24 December 2009

Action Stations!

By: Kaavya Nag

Two years of promises and hope ended in major disappointment as we watched world leaders – the biggest muscle-flexers at that – pushing for a greenwash, poorly drafted Copenhagen Accord, to which not a single country could be held accountable for its actions.

The world was expecting something not unlike what we see in the movies as a Copenhagen Outcome - a happy end to a bad patch in history – a kalyug of sorts. But let’s face it: what we have is the Copenhagen Accord – a document that makes no promises on emission reduction targets in the mid or long term (the one thing the planet badly needed).

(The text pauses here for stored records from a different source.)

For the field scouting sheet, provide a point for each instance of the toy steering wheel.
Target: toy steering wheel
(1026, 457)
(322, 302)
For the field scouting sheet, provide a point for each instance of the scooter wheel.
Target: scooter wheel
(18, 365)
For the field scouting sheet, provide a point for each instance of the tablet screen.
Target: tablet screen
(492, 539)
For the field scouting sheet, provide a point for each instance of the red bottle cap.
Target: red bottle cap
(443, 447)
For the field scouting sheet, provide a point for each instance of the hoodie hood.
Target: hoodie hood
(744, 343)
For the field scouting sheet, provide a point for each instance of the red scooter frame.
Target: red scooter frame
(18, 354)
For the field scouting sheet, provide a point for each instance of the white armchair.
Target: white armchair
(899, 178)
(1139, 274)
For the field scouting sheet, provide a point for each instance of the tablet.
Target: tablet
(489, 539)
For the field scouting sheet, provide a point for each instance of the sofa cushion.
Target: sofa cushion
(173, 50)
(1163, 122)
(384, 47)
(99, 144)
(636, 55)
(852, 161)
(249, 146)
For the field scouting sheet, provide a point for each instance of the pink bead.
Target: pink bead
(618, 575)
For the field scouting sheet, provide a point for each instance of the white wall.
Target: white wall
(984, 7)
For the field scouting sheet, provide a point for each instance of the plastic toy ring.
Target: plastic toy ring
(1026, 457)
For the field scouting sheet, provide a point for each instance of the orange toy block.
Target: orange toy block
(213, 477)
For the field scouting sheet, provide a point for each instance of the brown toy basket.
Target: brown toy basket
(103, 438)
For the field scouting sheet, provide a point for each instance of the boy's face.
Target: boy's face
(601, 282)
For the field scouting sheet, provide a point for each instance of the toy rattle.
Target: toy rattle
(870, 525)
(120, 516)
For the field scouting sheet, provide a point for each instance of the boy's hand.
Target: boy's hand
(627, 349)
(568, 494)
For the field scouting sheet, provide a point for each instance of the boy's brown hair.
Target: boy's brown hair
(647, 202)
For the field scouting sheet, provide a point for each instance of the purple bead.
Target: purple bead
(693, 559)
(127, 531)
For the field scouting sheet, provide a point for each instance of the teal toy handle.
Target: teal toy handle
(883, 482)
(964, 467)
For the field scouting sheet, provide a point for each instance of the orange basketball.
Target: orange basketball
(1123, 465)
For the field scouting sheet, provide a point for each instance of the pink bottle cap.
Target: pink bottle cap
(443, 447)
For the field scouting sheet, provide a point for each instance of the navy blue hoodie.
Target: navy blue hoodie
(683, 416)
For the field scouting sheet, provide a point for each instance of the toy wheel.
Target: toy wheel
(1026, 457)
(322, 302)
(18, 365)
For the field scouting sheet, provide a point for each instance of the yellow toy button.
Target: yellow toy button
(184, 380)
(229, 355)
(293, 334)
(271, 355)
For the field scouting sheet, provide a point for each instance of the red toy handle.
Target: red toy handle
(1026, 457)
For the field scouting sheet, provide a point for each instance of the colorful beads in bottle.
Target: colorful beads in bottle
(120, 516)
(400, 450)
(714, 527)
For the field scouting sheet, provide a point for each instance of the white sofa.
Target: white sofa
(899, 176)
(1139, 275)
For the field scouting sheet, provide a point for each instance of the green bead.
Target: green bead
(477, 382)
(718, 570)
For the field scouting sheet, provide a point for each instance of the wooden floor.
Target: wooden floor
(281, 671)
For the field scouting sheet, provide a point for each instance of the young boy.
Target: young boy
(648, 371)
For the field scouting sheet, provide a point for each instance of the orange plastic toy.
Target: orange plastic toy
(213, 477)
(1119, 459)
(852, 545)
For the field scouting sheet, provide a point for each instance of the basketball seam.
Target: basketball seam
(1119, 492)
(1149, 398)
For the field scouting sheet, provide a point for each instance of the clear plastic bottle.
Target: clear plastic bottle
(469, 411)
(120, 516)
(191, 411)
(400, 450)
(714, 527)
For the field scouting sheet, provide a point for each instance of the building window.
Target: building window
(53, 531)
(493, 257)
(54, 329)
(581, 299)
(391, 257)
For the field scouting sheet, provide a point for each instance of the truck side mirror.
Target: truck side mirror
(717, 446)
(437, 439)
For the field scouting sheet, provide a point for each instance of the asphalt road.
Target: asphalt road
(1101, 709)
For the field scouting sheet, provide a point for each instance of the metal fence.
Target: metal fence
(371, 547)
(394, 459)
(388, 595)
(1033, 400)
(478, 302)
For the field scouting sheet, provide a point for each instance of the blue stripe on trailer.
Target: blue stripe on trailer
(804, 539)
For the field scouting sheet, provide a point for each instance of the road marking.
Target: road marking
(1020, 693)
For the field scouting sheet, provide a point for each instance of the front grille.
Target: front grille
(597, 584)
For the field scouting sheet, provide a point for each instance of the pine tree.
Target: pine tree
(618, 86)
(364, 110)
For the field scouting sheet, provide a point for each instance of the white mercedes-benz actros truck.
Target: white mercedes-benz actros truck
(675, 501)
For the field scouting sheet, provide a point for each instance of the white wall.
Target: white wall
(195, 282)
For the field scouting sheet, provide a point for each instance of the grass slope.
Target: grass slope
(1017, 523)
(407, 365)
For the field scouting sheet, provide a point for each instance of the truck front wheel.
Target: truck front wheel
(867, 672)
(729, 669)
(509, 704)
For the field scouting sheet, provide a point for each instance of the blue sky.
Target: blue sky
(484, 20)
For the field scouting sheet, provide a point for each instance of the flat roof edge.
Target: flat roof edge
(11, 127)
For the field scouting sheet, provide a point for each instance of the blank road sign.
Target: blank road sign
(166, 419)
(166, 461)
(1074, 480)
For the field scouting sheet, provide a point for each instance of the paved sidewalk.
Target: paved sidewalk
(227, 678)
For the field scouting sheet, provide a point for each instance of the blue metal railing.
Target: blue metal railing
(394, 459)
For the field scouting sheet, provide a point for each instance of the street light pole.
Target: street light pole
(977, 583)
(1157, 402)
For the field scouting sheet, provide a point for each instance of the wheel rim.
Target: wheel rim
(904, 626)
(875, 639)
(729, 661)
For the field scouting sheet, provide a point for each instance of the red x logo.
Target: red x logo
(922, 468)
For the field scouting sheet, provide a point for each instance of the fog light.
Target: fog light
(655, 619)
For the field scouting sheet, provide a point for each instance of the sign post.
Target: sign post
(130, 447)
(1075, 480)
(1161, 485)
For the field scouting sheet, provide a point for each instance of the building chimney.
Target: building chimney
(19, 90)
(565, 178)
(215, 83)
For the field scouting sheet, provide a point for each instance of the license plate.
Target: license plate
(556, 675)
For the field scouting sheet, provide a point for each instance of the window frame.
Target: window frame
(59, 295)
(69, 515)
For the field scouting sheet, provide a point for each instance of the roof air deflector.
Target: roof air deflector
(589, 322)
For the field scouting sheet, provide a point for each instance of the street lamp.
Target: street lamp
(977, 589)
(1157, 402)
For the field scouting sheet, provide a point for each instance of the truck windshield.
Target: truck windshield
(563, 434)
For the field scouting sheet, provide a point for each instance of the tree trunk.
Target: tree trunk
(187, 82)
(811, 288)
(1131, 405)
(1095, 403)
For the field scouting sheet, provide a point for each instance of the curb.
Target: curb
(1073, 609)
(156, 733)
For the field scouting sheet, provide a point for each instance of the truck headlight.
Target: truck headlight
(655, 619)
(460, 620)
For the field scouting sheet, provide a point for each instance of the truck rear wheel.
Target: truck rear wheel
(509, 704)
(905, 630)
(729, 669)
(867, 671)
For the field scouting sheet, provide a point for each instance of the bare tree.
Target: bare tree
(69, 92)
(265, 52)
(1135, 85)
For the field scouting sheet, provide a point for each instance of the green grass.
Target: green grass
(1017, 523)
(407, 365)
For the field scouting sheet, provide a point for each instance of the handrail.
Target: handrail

Nevertheless, that is what we have. It might not be as good as “what could have been”, or “what could have emerged out of the Long-term Cooperative Action process” of the UN Climate Convention. But it is admittedly better than a failure of talks. And yes, it is better than having a deal in which the (now) second largest emitter of greenhouse gases refuses to accept its fair share of responsibility for the sake of protecting its sovereignty or for reasons best known to it.

For now, the existence of the Accord means we have work to do. It is time to invest in re-pushing for all countries to convert a modified Copenhagen Accord into a legally binding and fair outcome by Mexico City 2010. It is time to push all major economies to pledge ambitious targets into Annex I and II of the Copenhagen Accord by 31st January 2010.
Instead of ourselves beginning a blame-game analyses and explaining to the world what we think went wrong, it is time to ‘adjust maadi’ and move on from here. Let us push for ambition from now on, rather than wishing for what could have been.

Why would we be so willing to settle for such a bad deal so easily? Simply because we would be naïve to think that the Copenhagen Accord will be retracted. And to think that us fighting over points of order and history, and what should have come out, will help combat global climate change.

We need the forward-look and proactive civil society engagement on this, and as soon as possible.